Search code examples
duplicatesapplescriptbibtex

Find and remove duplicates in a Bibtex (BibDesk) using AppleScript


I have more than a thousand duplicates in my Bibtex library. The duplicates have no identical Citation Keys. They have identical titles. I have tried both BibDesk and Jabref to remove the duplicates. They are however don't manage to find them all; not even half of them.

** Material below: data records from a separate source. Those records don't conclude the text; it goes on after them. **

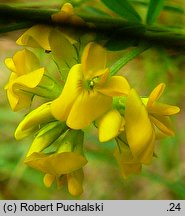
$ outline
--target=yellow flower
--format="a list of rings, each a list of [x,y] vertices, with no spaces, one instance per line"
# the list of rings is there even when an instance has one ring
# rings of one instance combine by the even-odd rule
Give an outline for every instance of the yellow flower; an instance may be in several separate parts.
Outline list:
[[[170,115],[180,111],[179,107],[159,103],[157,100],[162,95],[165,84],[160,83],[150,94],[146,108],[148,110],[151,122],[165,135],[173,136],[174,132],[171,127]]]
[[[134,89],[126,100],[125,133],[133,157],[149,164],[154,153],[155,132],[146,107]]]
[[[105,50],[91,42],[84,49],[81,64],[69,71],[61,95],[51,104],[51,112],[70,128],[81,129],[110,109],[113,96],[127,95],[129,90],[124,77],[109,76]]]
[[[12,71],[5,86],[8,100],[12,110],[18,111],[30,105],[33,97],[30,91],[39,85],[45,70],[27,49],[16,52],[13,58],[5,59],[5,64]]]
[[[116,141],[117,147],[114,151],[114,157],[119,164],[123,178],[126,179],[133,173],[140,173],[142,164],[133,157],[129,146],[125,144],[120,138],[117,138]]]
[[[125,119],[116,109],[112,109],[98,119],[100,142],[109,141],[124,130]]]
[[[68,189],[72,195],[83,192],[83,166],[87,160],[83,156],[84,133],[69,130],[62,139],[59,149],[55,153],[34,152],[25,159],[25,163],[45,173],[44,184],[50,187],[54,180],[59,184],[67,178]]]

I find one promising AppleScript in here: http://se-server.ethz.ch/staff/af/bibdesk/

But, since I am total beginner with AppleScript, I couldn't adopt it to my needs.

Here is the AppleScript:

on run {}
    CleanupDuplicates()
end run


-- IMPORTANT NOTE: The following routine is an identical copy as contained in files 'Cleanup Duplicates.scpt' and 'Fix PDF and URL Links.scpt'. Make sure the two copies are always kept identical.
on CleanupDuplicates()
    set theBibDeskDocu to document 1 of application "BibDesk"
    tell document 1 of application "BibDesk"
        -- get all publications sorted by cite key ensuring that in any set of publications with the same cite key the youngest comes first and the oldest, typically the only one of the set that is still member of any static groups, comes last. To retain static group memberships we have to ensure that such "membership info" is copied from the last to the first publication of any set of publications with the same cite key (see vars 'aPub', 'prevPub', 'youngestPub').
        set thePubs to (sort (get publications) by "Cite Key" subsort by "Date-Added" without ascending)
        set theDupes to {}
        set prevCiteKey to missing value
        set prevPub to missing value
        set youngestPub to missing value
        repeat with aPub in thePubs
            set aCiteKey to cite key of aPub
            ignoring case
                if aCiteKey is prevCiteKey then
                    set end of theDupes to aPub
                    -- we fix the static group membership redundantly in cases where aPub is also merely an obsolete duplicate, since we have possibly not yet advanced to the end of the set with the same cite key. But this is unavoidable with this algorithm looping simply through all publications. The end result will be that youngestPub (first in set of publications with same cite key) will be member of all static groups of the publications in the set (unification). The latter should be no big issue, since typically in multiple sets of publications it is only the last publication that matters. If this should be an issue, then we would need to first delete all static group membership info in 'youngestPub' in case we encounter a 3rd, or 4th etc. same cite key in 'aPub', and copy only those of 'aPub'. However, for the sake of efficiency I wish not to support this behavior.
                    my fixGroupMembership(theBibDeskDocu, aCiteKey, aPub, youngestPub)
                else
                    -- remember in 'youngestPub' possible candiate for a new set of publications with the same cite key
                    set youngestPub to aPub
                end if
            end ignoring
            set prevCiteKey to aCiteKey
            set prevPub to aPub
        end repeat
        repeat with aPub in theDupes
            delete aPub
        end repeat
    end tell
end CleanupDuplicates


on fixGroupMembership(theBibDeskDocu, theCiteKey, oldPub, newPub)
    tell application "BibDesk"
        tell theBibDeskDocu
            set thePubsGroups to (get static groups whose publications contains oldPub)
            if (count of thePubsGroups) is greater than 0 then
                repeat with aGroup in thePubsGroups
                    add newPub to aGroup
                end repeat
            end if
        end tell
    end tell
end fixGroupMembership

So, what I want is to be able to find the duplicates by Title: and to be able to delete the Oldest (that means, by modification date).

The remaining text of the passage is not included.